Google Wave

2009 November 24
by Pritee

What is Google Wave?

Google Wave is a product that helps users communicate and collaborate on the web. A “wave” is equal parts conversation and document, where users can almost instantly communicate and work together with richly formatted text, photos, videos, maps, and more. Google Wave is also a platform with a rich set of open APIs that allow developers to embed waves in other web services and to build extensions that work inside waves.

What is the Google Wave API?

The Google Wave API allows developers to use and enhance Google Wave through two primary types of development:

  • Extensions: Build robot extensions to automate common tasks or build gadget extensions to provide a new way for users to interact
  • Embed: Make your site more collaborative by dropping in a Wave

Google Wave is currently available in a developer preview as the APIs and product continue to evolve. Accounts on the developer sandbox will be given out to people intending to build with the Google Wave APIs prior to the public release.

 

The Google Wave API is an open platform allowing developers to extend the functionality of Google Wave itself, or extend other applications with waves. As a developer, you can think of Google Wave as three pieces:

  • The Google Wave client application, the interface designed for users
  • The Google Wave APIs, which are documented throughout this site
  • The Google Wave Federation Protocol, the underlying network protocol for wave communication

This developer guide discusses the Wave APIs and how you can use them to augment Google Wave through extensions or augment third-party web applications by embedding Google Wave within them. This overview discusses the elements that make up the “waves” in the Google Wave model.

Wave Entities

Programming effectively using the Google Wave APIs requires understanding some basic wave concepts.

A wave is a threaded conversation, consisting of one or more participants (which may include both human participants and robots). The wave is a dynamic entity which contains state and stores historical information. A wave is a living thing, with participants communicating and modifying the wave in real time. A wave serves as a container for one or more wavelets defined below.

A wavelet is a threaded conversation that is spawned from a wave (including the initial conversation). Wavelets serve as the container for one or more messages, known as blips. The wavelet is the basic unit of access control for data in the wave. All participants on a wavelet have full read/write access to all of the content within the wavelet. As well, all events that occur within the Google Wave APIs operate on wavelet level or lower.
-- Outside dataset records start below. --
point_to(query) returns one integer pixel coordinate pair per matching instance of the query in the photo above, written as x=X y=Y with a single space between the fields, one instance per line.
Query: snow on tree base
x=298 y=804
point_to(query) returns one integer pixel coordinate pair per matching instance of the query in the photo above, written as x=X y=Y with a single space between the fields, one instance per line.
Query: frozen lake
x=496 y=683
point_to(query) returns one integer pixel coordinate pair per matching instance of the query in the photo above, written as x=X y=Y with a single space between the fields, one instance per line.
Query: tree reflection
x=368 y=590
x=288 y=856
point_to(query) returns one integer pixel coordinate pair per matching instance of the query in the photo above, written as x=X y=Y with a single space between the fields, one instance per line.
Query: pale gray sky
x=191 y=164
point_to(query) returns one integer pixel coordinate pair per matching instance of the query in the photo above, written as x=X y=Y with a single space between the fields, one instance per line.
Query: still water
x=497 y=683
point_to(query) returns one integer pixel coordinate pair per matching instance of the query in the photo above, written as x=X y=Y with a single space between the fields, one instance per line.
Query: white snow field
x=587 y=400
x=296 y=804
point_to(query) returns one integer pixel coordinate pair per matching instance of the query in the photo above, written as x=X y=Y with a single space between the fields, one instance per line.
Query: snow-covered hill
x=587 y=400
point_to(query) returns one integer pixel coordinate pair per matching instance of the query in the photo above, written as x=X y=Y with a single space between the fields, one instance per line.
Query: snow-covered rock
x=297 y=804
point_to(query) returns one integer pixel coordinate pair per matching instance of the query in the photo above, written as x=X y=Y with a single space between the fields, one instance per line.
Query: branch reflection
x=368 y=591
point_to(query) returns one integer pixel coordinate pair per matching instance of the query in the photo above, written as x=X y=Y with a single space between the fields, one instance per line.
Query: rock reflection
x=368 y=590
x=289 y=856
When you spawn a wavelet from within a wave, you do not inherit any access permissions from the parent wavelet. During the lifetime of a wave, you may spawn private conversations, which become separate wavelets, but are bundled together within the same “wave.” Since events occur at the wavelet level or below, the context of an event is restricted to a single wavelet. A wavelet may be created and managed with a robot as its only participant. This allows the robot to use the wavelet effectively as a private data document. These data documents are never rendered/revealed to the user and may contain structured or unstructured data about the wavelet.

A blip is the basic unit of conversation and consists of a single messages which appears on a wavelet. Blips may either be drafts or published (by clicking “Done” within the Wave client). Blips manage their content through their document, defined below. Blips may also contain other blips as children, forming a blip hierarchy. Each wavelet always consists of at least one root blip.

A document is the content attached to a blip. This document consists of XML which can be retrieved, modified or added by the API. Generally, you manage the document through convenience methods rather than through direct manipulation of the XML data structure.